Circulating osteoprogenitors (COP) cells, found within the peripheral blood, express characteristics of mesenchymal stem cells (MSCs) with the capacity to proliferate and differentiate into bone, muscle and fat. While some aspects of their in vitro and in vivo behaviour as mesenchymal progenitors has been established, much remains unknown about their role in age-related musculoskeletal diseases such as osteoporosis and sarcopenia. In this study, our aim was to identify if a relationship exists between COP cells and important muscle and bone parameters.
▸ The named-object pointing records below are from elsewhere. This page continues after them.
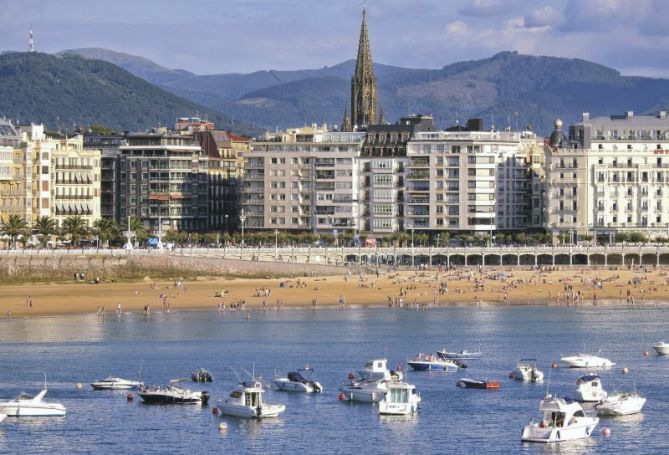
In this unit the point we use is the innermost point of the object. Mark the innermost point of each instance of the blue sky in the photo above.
(224, 36)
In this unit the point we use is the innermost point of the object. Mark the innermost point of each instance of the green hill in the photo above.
(70, 91)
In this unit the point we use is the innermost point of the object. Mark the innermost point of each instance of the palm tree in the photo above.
(76, 227)
(14, 227)
(106, 229)
(45, 227)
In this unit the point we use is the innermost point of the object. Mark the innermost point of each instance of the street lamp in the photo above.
(242, 218)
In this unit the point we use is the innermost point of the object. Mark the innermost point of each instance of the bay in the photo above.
(82, 348)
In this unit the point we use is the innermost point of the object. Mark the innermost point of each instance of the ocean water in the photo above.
(83, 348)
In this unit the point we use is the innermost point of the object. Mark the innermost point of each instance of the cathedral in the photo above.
(363, 86)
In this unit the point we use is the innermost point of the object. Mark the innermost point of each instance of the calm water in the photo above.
(452, 420)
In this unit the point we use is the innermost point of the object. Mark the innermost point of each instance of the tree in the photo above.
(106, 229)
(14, 227)
(75, 227)
(45, 227)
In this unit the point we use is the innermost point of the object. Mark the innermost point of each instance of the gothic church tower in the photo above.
(363, 83)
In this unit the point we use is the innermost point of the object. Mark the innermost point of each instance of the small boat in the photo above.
(173, 394)
(400, 399)
(246, 400)
(563, 420)
(299, 381)
(462, 355)
(202, 375)
(589, 388)
(378, 369)
(114, 383)
(478, 384)
(621, 404)
(586, 361)
(424, 362)
(527, 371)
(661, 348)
(28, 406)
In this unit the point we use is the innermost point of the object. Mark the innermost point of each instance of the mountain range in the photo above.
(67, 92)
(507, 89)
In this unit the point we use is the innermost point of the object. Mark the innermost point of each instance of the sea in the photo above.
(79, 349)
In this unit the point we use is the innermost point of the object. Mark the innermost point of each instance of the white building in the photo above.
(610, 175)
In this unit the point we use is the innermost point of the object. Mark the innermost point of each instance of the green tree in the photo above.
(45, 227)
(76, 228)
(14, 227)
(106, 229)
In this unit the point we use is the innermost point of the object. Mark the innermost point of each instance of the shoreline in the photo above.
(422, 290)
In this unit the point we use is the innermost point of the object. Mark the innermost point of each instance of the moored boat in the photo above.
(621, 404)
(299, 381)
(563, 420)
(246, 401)
(527, 371)
(589, 388)
(28, 406)
(661, 348)
(115, 383)
(173, 394)
(428, 362)
(586, 361)
(401, 398)
(469, 383)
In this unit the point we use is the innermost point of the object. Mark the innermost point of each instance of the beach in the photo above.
(406, 289)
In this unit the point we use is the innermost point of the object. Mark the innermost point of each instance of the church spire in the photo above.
(363, 83)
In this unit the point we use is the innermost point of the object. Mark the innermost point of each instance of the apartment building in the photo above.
(610, 175)
(163, 179)
(303, 179)
(470, 180)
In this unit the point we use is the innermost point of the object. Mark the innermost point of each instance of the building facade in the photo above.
(163, 181)
(610, 175)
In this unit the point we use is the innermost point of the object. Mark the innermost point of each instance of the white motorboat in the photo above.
(589, 388)
(527, 371)
(246, 400)
(299, 381)
(620, 404)
(28, 406)
(400, 399)
(366, 390)
(114, 383)
(661, 348)
(378, 369)
(562, 421)
(586, 361)
(173, 394)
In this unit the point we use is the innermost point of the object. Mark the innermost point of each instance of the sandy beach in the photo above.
(422, 289)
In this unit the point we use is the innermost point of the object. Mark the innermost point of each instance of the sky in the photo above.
(241, 36)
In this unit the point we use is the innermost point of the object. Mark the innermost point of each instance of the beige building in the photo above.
(610, 175)
(471, 181)
(303, 179)
(76, 179)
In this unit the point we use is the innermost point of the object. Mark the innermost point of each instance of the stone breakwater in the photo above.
(57, 268)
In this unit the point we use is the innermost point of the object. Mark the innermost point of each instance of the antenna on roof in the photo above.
(31, 40)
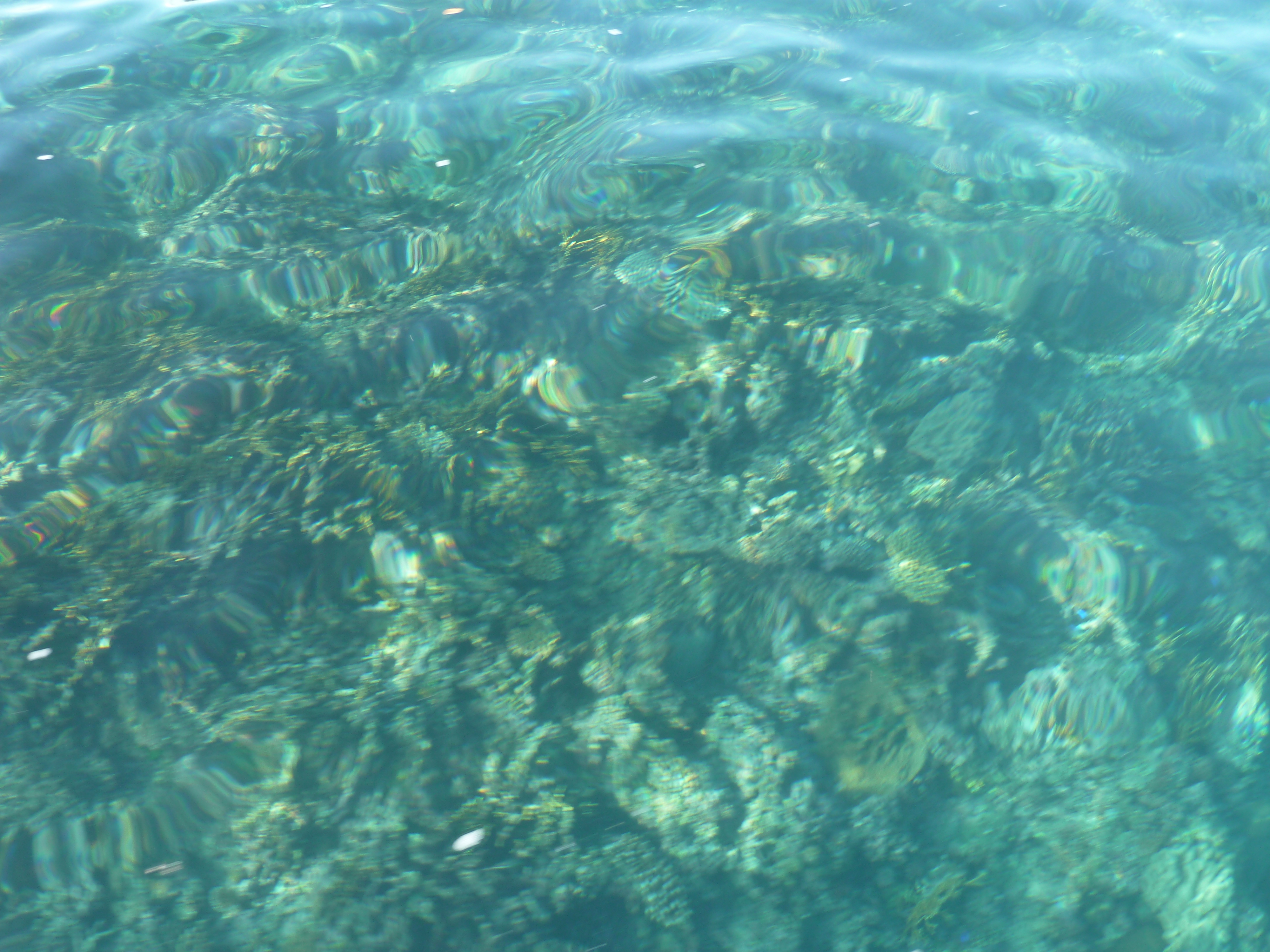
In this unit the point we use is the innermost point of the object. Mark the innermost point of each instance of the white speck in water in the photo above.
(469, 840)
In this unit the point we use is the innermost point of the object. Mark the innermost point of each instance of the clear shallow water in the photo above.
(576, 477)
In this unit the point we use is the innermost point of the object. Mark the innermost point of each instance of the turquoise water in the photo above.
(632, 475)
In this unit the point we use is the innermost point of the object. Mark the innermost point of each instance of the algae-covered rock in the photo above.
(1191, 888)
(952, 436)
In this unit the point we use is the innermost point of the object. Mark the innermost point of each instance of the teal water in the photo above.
(628, 475)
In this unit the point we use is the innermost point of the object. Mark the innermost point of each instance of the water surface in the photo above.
(634, 475)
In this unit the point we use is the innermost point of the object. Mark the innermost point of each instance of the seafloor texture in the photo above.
(617, 475)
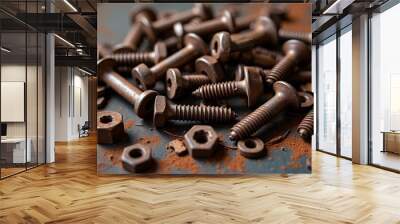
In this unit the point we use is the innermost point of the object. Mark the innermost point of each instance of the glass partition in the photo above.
(385, 89)
(22, 77)
(345, 58)
(326, 54)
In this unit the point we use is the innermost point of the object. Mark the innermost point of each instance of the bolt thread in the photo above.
(252, 122)
(204, 113)
(218, 90)
(279, 71)
(132, 59)
(195, 81)
(306, 126)
(288, 35)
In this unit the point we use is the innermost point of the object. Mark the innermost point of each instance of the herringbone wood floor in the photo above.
(69, 191)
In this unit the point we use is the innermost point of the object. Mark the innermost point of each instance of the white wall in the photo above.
(71, 94)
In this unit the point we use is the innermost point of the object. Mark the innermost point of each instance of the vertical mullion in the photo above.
(338, 93)
(369, 100)
(37, 89)
(26, 86)
(316, 115)
(0, 93)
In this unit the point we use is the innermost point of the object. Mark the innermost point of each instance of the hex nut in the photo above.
(110, 127)
(136, 158)
(200, 140)
(251, 148)
(210, 66)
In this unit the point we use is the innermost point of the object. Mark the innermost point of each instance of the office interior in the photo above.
(355, 161)
(357, 81)
(47, 79)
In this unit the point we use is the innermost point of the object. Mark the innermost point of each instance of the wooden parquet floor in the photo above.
(69, 191)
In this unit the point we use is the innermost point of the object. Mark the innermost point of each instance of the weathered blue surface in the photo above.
(225, 161)
(113, 24)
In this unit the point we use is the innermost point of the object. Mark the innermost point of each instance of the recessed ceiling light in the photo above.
(5, 49)
(64, 40)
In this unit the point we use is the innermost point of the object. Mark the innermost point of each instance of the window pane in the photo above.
(385, 84)
(327, 95)
(346, 92)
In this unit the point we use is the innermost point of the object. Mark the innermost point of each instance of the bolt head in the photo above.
(144, 104)
(122, 48)
(148, 29)
(160, 115)
(160, 51)
(229, 21)
(221, 46)
(143, 77)
(254, 84)
(200, 140)
(174, 83)
(210, 66)
(179, 31)
(251, 148)
(298, 48)
(199, 45)
(203, 11)
(143, 11)
(286, 90)
(136, 158)
(266, 25)
(104, 65)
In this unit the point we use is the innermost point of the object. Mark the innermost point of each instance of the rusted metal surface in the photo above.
(286, 152)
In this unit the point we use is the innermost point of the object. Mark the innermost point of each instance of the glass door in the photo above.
(326, 59)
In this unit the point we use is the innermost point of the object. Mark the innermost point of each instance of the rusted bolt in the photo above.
(251, 148)
(147, 77)
(141, 100)
(306, 126)
(241, 70)
(293, 35)
(209, 66)
(260, 56)
(285, 97)
(177, 84)
(223, 43)
(201, 140)
(103, 50)
(295, 52)
(153, 29)
(110, 127)
(165, 110)
(132, 59)
(225, 22)
(251, 86)
(300, 77)
(132, 39)
(136, 158)
(306, 100)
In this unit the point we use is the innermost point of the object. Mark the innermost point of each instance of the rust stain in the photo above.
(297, 145)
(177, 146)
(149, 140)
(114, 155)
(174, 161)
(129, 123)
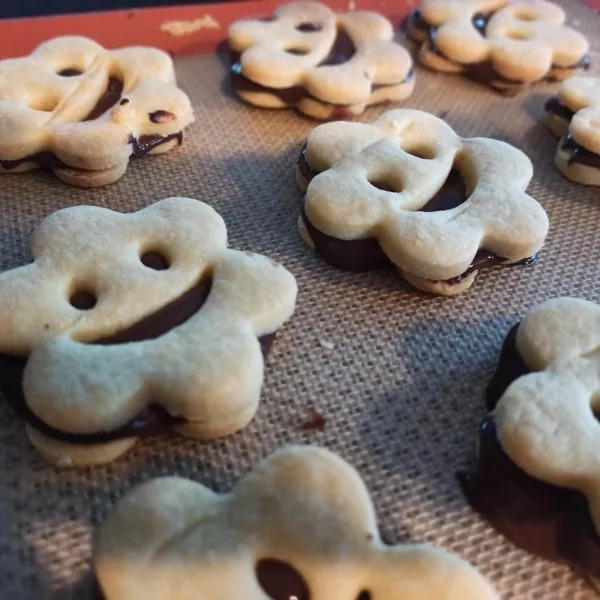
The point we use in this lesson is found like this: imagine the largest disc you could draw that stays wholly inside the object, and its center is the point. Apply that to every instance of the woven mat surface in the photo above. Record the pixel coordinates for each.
(401, 389)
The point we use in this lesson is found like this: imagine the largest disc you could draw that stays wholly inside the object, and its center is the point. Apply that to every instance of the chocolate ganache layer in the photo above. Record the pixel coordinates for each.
(342, 51)
(366, 254)
(544, 519)
(484, 72)
(152, 420)
(110, 97)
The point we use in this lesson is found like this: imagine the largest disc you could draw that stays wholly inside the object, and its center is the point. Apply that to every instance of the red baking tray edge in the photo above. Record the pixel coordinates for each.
(147, 26)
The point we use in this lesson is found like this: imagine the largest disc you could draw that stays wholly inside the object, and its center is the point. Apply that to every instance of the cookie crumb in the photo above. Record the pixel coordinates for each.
(182, 28)
(315, 421)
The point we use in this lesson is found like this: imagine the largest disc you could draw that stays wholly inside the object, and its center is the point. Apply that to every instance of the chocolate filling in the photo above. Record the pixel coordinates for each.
(544, 519)
(152, 420)
(484, 72)
(341, 52)
(554, 106)
(280, 581)
(108, 99)
(579, 154)
(366, 254)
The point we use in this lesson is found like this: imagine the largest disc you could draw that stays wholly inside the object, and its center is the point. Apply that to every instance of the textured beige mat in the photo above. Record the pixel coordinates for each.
(401, 388)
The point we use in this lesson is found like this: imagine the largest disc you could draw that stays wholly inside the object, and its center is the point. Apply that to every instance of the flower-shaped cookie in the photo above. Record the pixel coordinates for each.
(83, 111)
(574, 116)
(325, 65)
(407, 189)
(127, 324)
(301, 525)
(501, 43)
(538, 479)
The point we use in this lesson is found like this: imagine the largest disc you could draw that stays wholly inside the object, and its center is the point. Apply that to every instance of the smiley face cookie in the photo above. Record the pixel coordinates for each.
(126, 325)
(407, 190)
(82, 111)
(324, 64)
(574, 116)
(301, 525)
(537, 479)
(503, 44)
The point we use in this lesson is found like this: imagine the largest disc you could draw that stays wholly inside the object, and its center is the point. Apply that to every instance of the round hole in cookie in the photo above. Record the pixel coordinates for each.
(297, 51)
(515, 34)
(69, 72)
(83, 299)
(153, 259)
(309, 27)
(280, 581)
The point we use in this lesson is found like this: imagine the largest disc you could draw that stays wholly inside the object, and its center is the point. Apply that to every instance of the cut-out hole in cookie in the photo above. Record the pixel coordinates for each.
(453, 193)
(153, 259)
(297, 51)
(83, 299)
(515, 34)
(386, 185)
(173, 314)
(280, 581)
(70, 72)
(309, 27)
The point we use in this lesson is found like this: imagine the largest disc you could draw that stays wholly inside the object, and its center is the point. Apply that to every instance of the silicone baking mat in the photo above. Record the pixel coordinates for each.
(398, 375)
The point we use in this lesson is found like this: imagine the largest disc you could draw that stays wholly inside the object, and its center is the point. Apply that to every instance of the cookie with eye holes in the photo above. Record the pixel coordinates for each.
(574, 116)
(128, 325)
(300, 525)
(326, 65)
(538, 473)
(83, 111)
(501, 43)
(408, 190)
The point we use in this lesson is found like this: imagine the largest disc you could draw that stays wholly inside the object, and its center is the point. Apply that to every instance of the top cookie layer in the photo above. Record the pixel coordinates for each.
(546, 421)
(294, 49)
(300, 525)
(87, 105)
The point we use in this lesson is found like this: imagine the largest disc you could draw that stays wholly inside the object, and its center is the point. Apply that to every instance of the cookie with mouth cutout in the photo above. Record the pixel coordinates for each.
(126, 325)
(326, 65)
(408, 190)
(537, 474)
(506, 45)
(574, 116)
(301, 525)
(82, 111)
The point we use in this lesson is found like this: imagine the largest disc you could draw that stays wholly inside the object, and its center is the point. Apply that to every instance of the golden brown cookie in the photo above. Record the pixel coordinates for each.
(407, 190)
(127, 325)
(300, 526)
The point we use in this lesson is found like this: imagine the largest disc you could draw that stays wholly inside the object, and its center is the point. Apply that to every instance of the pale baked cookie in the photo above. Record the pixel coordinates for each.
(574, 116)
(503, 44)
(326, 65)
(126, 325)
(407, 190)
(537, 480)
(301, 525)
(82, 111)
Thirty-eight healthy older people [mean age 72 (±6yrs), mean BMI 28.4] were recruited from the community. Exclusion criteria included recent history of fracture, or initiation of osteoporosis medication, type 2 diabetes mellitus, haematological, myelodysplastic or myeloproliferative disorders. Participants underwent a series of assessments including a blood sample, anthropometry and body composition analysis via densitometry. Peripheral blood samples were analysed for via flow cytometry, with COP cells defined as peripheral blood mononuclear cells (PBMCs) co-expressing the CD45 and osteocalcin markers. COP cell number is expressed as a percentage of the total PBMC population. Regression analysis was used to identify relationships between variables.
Increased COP cell number was associated with increased femoral (r=0.442, p=0.008,) and total BMD (r=0.376, p=0.025) and tended to correlate with ALM (r=0.314, p=0.06). These results remained consistent after adjustment for age and BMI.
COP cell number is linked to bone and muscle parameters in vivo. This raises the hypothesis that COP cells have a role in the maintenance and cross talk between these tissues. Future studies should evaluate whether COP cells can be used as a novel biomarker for diseases such as osteosarcopenia.